16.          In non-occupational exposure, chronic exposure to cadmium is of more concern. Chronic exposure can result in proteinuria and loss of tubular function in the kidney, with urinary excretion of β2-microglobulin being used as a useful biomarker to detect tubular damage (EFSA, 2009). If detected early, damage from cadmium exposure may be reversed (Gao et al., 2016), but it may become irreversible and progress even once exposure has ceased (EFSA, 2009). As cadmium accumulates in the kidney, it blocks the renal synthesis of 1,25 dihydroxyvitamin D which is essential for calcium absorption and bone mineralization.

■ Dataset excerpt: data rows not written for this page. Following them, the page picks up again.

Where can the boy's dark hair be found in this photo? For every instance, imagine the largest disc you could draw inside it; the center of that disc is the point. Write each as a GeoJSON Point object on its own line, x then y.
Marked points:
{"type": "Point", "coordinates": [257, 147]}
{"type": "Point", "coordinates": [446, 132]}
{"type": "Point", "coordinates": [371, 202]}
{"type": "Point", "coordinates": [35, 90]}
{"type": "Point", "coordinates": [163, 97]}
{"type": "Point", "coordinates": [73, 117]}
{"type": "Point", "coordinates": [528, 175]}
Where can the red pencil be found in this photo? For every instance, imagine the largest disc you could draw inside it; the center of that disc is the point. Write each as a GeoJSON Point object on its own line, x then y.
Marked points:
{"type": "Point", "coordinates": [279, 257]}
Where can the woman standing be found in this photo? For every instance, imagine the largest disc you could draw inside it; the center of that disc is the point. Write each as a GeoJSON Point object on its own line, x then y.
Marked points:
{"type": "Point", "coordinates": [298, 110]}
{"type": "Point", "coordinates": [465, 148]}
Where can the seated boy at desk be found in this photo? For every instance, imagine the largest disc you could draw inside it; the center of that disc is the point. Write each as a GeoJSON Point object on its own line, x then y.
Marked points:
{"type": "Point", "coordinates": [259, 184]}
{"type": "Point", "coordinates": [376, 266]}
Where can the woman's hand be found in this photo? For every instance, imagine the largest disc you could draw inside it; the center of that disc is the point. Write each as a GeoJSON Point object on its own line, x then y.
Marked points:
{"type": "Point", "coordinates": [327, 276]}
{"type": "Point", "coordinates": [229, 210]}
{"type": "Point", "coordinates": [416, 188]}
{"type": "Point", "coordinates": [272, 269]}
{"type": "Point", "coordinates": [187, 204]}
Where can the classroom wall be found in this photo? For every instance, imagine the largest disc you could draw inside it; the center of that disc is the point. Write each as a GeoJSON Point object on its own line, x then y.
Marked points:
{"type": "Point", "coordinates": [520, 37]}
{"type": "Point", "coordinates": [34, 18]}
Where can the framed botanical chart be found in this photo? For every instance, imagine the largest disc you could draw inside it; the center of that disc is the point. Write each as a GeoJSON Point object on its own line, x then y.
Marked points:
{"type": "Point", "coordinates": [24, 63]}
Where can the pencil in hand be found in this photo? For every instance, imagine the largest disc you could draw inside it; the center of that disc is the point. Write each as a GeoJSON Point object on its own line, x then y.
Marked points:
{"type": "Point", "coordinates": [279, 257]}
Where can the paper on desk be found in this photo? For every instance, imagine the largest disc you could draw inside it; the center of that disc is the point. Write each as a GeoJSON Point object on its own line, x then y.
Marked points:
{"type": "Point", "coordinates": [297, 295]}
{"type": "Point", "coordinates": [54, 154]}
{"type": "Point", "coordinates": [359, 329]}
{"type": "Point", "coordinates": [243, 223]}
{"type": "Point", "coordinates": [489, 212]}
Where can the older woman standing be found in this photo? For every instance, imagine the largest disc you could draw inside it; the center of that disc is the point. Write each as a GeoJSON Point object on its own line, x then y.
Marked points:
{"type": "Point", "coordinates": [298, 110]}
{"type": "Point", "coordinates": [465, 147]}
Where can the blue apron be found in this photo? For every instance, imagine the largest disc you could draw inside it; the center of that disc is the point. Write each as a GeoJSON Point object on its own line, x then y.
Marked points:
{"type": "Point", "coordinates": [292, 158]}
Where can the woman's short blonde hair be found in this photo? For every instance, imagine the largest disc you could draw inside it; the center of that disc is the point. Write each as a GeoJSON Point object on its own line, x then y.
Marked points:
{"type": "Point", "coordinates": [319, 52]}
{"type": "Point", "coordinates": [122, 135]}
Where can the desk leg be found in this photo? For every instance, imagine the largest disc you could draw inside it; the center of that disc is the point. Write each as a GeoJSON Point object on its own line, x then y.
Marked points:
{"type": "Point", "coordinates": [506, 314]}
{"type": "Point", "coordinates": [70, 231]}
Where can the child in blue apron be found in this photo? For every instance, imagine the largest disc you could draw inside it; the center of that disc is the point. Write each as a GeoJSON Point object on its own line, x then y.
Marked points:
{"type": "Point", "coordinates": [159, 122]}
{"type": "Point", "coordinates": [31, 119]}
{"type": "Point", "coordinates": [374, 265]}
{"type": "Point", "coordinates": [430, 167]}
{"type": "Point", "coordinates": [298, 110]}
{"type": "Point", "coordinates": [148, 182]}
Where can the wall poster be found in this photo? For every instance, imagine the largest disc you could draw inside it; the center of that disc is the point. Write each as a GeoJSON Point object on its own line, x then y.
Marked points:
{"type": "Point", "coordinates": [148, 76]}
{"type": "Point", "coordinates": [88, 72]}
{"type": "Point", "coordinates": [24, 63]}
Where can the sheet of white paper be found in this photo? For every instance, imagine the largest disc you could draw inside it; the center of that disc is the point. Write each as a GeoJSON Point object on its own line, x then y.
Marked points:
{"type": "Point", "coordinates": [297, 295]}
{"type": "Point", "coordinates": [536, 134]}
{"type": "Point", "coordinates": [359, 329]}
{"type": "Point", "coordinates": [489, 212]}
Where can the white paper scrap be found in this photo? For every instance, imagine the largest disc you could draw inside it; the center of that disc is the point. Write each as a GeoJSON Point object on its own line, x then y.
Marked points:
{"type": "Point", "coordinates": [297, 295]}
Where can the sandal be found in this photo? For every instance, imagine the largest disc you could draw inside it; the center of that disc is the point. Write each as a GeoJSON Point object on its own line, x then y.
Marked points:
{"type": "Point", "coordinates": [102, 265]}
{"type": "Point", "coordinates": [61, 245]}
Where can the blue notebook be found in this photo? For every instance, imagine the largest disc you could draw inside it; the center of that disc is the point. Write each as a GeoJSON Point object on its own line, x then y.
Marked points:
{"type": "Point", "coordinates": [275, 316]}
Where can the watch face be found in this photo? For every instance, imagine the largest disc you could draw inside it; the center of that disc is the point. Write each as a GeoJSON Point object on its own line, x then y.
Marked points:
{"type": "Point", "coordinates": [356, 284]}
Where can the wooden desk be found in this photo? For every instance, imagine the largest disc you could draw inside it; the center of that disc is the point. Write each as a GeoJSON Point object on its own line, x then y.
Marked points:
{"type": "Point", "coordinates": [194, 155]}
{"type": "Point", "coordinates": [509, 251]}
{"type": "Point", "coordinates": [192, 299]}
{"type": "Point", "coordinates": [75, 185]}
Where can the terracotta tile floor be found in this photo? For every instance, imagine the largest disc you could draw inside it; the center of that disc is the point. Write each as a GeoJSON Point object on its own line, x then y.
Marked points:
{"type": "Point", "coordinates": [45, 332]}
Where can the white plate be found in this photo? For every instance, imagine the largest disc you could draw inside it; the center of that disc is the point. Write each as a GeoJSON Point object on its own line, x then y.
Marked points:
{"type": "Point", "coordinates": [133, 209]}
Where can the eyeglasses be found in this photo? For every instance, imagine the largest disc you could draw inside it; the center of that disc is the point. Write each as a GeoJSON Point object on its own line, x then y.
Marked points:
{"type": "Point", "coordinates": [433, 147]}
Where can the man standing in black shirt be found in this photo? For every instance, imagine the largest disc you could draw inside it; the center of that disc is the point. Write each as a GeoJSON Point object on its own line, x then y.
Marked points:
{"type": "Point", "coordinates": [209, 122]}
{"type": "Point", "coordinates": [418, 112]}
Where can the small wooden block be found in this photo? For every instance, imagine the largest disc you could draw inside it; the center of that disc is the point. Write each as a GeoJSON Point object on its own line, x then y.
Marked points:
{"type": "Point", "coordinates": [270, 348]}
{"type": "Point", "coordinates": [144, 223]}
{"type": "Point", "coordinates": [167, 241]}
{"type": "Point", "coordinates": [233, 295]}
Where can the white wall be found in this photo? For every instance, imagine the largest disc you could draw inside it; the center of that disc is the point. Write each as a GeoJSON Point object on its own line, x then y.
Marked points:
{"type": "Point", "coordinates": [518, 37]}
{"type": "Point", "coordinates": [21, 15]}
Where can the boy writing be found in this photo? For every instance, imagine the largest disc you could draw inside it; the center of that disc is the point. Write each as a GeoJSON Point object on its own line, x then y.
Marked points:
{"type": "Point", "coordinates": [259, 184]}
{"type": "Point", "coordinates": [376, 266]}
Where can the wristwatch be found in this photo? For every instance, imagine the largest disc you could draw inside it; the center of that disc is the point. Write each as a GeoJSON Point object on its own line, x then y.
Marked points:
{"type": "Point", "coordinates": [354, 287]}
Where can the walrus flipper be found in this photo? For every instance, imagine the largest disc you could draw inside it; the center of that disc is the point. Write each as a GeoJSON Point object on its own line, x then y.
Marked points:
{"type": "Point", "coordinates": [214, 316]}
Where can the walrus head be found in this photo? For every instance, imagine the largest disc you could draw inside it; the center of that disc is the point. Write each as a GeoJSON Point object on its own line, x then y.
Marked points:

Divalent cadmium has similar physicochemical properties to calciums ion and so disrupts the  calcium signalling cascade affecting the absorption of calcium increasing the levels of  excess calcium and phosphorus excreted in the urine. With the reduction of calcium, osteomalacia and osteoporosis can result. The symptoms of bone fractures and kidney dysfunction were diagnosed as Itai-Itai (ouch-ouch) disease, first described in Japan in areas where the diet consisted of cadmium contaminated rice (ATSDR, 2012; Umemura and Wako, 2006; Unsal et al. 2020). In a Swedish cohort study, dietary cadmium level >13 µg/day were shown to increase the risk of osteoporosis and fractures by 32% and 31% percent respectively (Engstrom et al. 2012).


17.          Although not directly genotoxic, cadmium has the potential to induce DNA damage, micronuclei, chromosomal aberrations, sister chromatid exchange (SCE) and genetic mutations (ATSDR, 2012; EFSA, 2009). The mechanisms associated with this indirect affect include increased ROS formation, DNA repair inhibition, reduction in cell growth and resistance to apoptosis, and epigenetic changes in DNA methylation (Hartwig et al. 2020).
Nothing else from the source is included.